# TIN or EIN? Whats the difference? Confused!!



## srhnglnn (Jun 3, 2010)

I need some help!! I'm in NY and researching (again) types of certificates and permits I need to be legal. So far I know I'm going to file a DBA.

What is the difference between a TIN and an EIN? 

I'm assuming a TIN is just my SS#. But why would I need an EIN if I don't have employees? 

I want to open an account with Stahls and the application requires an EIN. Can I use my SS# for this? 

HELP!


----------



## cleos (Sep 2, 2010)

Your TIN is your Tax identification number and is issued by the SSA or IRS. TIN are for people and EIN are for entities (partnership, corporation, trust and estates). The TIN is the same thing as your SSN.

Your EIN is your employer identification number. If you do intend to have employees or setting up a corporation or partnership, you need an EIN, other than that you're ok with your SSN.

DBA means "doing business as", it's a sole proprietorship that allow you to do business under a fictitious name. You need to file with the secretary of state. You can open a checking account with that name.

More info at:
Taxpayer Identification Numbers (TIN)


----------



## srhnglnn (Jun 3, 2010)

Ok... So I don't need an EIN. This means I just use my SS# and don't need to file anything right?

Other than my DBA of course.


----------



## IYFGraphics (Sep 28, 2009)

srhnglnn said:


> Ok... So I don't need an EIN. This means I just use my SS# and don't need to file anything right?
> 
> Other than my DBA of course.


That's basically correct, but some wholesale companies require you to have a official TIN or resalers license (retail merchant license in some states) number to open an wholesale account with them, while it's true that your SSN is all that's necessary some of the wholesalers want to make sure before they sell to you that you are indeed a business and your SSN doesn't qualify for that proof.

Hope this helps.


----------



## cleos (Sep 2, 2010)

That's correct, however an EIN always comes handy ... besides the fact that suppliers will consider your business as more establish (less risk) you are ready for if you need to employ somebody. 

I personally learned the hard way, do NOT employ anybody if you havn't filed for an EIN, you never know plus if you pay wages you can deduct them for your taxes, otherwise the IRS will assume that the amount is a profit. You don't want that. 

So I personally advise you to get an EIN even if you won't use it for now.


----------



## cleos (Sep 2, 2010)

IYFGraphics said:


> ... some wholesale companies require you to have a official TIN or resalers license (retail merchant license in some states) number to open an wholesale account ...


The TIN is the SSN for sole proprietorship. Both the TIN and EIN are issued by the SSA or IRS.
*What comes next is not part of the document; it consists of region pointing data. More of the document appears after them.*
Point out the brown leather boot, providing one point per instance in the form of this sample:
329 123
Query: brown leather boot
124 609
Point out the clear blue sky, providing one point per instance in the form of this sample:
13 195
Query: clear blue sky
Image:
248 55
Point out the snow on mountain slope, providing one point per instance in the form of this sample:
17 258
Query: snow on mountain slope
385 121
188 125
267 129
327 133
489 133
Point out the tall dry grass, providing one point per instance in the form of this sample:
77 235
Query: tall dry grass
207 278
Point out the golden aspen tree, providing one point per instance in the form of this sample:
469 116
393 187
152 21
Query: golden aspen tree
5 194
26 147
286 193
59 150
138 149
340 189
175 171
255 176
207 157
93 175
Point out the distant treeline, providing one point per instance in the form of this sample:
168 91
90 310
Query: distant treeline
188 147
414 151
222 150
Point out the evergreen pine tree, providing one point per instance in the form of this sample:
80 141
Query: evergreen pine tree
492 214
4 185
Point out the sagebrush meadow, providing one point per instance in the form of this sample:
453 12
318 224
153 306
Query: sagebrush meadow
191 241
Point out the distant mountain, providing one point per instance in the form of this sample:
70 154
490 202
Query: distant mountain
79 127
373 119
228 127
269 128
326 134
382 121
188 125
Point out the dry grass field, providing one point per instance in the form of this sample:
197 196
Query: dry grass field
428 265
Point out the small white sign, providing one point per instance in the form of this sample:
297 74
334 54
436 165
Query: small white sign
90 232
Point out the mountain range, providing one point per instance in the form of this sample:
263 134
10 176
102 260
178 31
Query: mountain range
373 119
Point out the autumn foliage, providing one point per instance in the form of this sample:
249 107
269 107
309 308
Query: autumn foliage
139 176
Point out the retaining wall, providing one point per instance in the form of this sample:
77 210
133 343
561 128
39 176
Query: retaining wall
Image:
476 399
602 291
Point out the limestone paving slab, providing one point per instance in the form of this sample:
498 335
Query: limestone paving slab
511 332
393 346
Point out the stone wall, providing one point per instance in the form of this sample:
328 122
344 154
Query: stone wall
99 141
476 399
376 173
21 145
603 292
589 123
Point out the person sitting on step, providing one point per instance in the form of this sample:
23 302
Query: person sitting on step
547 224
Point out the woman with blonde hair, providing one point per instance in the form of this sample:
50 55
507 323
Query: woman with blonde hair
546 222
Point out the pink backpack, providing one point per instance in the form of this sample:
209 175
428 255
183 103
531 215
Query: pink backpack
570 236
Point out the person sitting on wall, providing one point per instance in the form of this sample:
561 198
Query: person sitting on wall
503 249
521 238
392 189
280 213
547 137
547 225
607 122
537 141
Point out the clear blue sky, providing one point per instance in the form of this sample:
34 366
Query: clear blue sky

The seller's permit or resellers license or however you want to name it is issued by the state and allows you to collect sales taxes. The business license (another requirement) is issued by your city. It's true that ALL wholesale company requires besides your EIN or TIN a copy of the seller's permit, they MUST verify with their board of equalisation that you are not a final consumer since they would have to tax you otherwise.

So you need:

1. the DBA or fictitious name -> Secretary of State
2. Your SSN or TIN -> IRS/SSA
3. Your EIN -> IRS/SSA
4. Your business license -> City
5. Your Seller's Permit -> State


----------